Republican deregulatory disruption destroys everything it touches, and another noble experiment in Republican deception and plunder like Iraq Year Zero now ends with the state of Kansas brought low. The cherry on top of this shit sundae is of course the inevitable genuflection to Brownback's hopes for a golden parachute, enabling his upward failure from the Kansas catastrophe to a perch in the Trump Administration where he can bring his brand of destruction and misery to millions and millions more everyday working citizens.  

Wednesday, June 07, 2017

The Rebel Alliance Continues To Grow

On June 5, Virginia Democratic Governor Terry McAuliffe announced that Virginia would join the Climate Alliance as did Governor Mark Dayton of Minnesota, Governor John Carney of Delaware and Governor Ricky Rosello of Puerto Rico.

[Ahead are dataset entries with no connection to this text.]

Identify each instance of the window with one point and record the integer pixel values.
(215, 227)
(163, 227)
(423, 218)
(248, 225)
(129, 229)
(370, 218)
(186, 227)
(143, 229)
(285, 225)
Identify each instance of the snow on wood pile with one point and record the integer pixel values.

As of today, June 7, 2017, Alliance member states make up 31.4% of the U.S. population and 36.3% of U.S. GDP as of 2016.

Tuesday, June 06, 2017

That Is To Say, Most Of It

It is amazing to grasp just how much tech innovation finally amounts to deliberate futurological enervation of criticism and citizen action.

Sunday, June 04, 2017

The Real America Backs Paris

The governors of Connecticut, Hawaii, Massachusetts, Oregon, and Vermont have joined the initial three states, California, New York, and Washington, as part of the Climate Alliance upholding the Paris Agreement from which the evil idiot Trump and his killer clowns have momentarily withdrawn us to the disgust and horror of the world. More than a quarter of the population of the country and over a third of the GNP of the country are represented by The Climate Alliance, even more so once the statements of Americas mayor's are taken into account. First formed just a few days ago, a dozen more states are thought to be considering joining the Alliance.